Columbia Graphophonequot; Phonograph : Lot 480Columbia Graphophonequot; Phonograph : Lot 480http://p2.la-img.com/364/40452/17378176_1_l.jpg

Graphophone antique phonograph

The phonograph is a device developed in 1877 for the mechanised taking and duplication of audio. In its later forms additionally it is called a gramophone (as a trademark since 1887, as a generic name since c. 1900). The sound vibration waveforms are registered as corresponding physical deviations of an spiral groove etched, etched, incised, or impressed into the surface of an revolving disc or cylinder, called a "record". To recreate the sound, the surface is likewise rotated while a playback stylus traces the groove and is also therefore vibrated by it, very faintly reproducing the documented sound. In early acoustic phonographs, the stylus vibrated a diaphragm which produced sound waves that have been coupled to the open air by using a flaring horn, or directly to the listener's ears through stethoscope-type earphones. In later electric phonographs (also known as record players (since 1940s) or, lately, turntables), the motions of the stylus are changed into an analogous electrical power signal by way of a transducer, then altered back to audio by a loudspeaker.

The phonograph was invented in 1877 by Thomas Edison.
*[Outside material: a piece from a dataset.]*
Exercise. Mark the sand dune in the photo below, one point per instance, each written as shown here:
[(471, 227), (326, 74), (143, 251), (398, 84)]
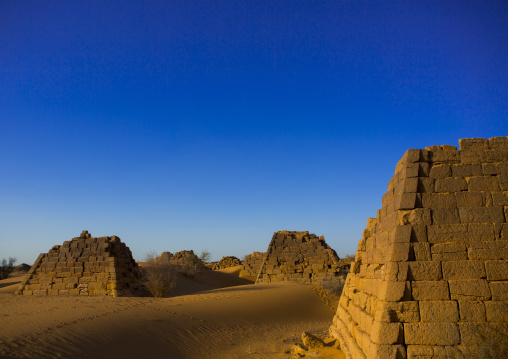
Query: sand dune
[(241, 321)]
While other inventors got produced devices that may record may seem, Edison's phonograph was the first to be able to reproduce the recorded audio. His phonograph actually recorded sound onto a tinfoil sheet twisted around a revolving cylinder. A stylus responding to sound vibrations produced an and down or hill-and-dale groove in the foil up. Alexander Graham Bell's Volta Laboratory made several improvements in the 1880s, including the use of wax-coated cardboard cylinders, and a cutting stylus that moved from side to side in a "zig zag" groove across the record.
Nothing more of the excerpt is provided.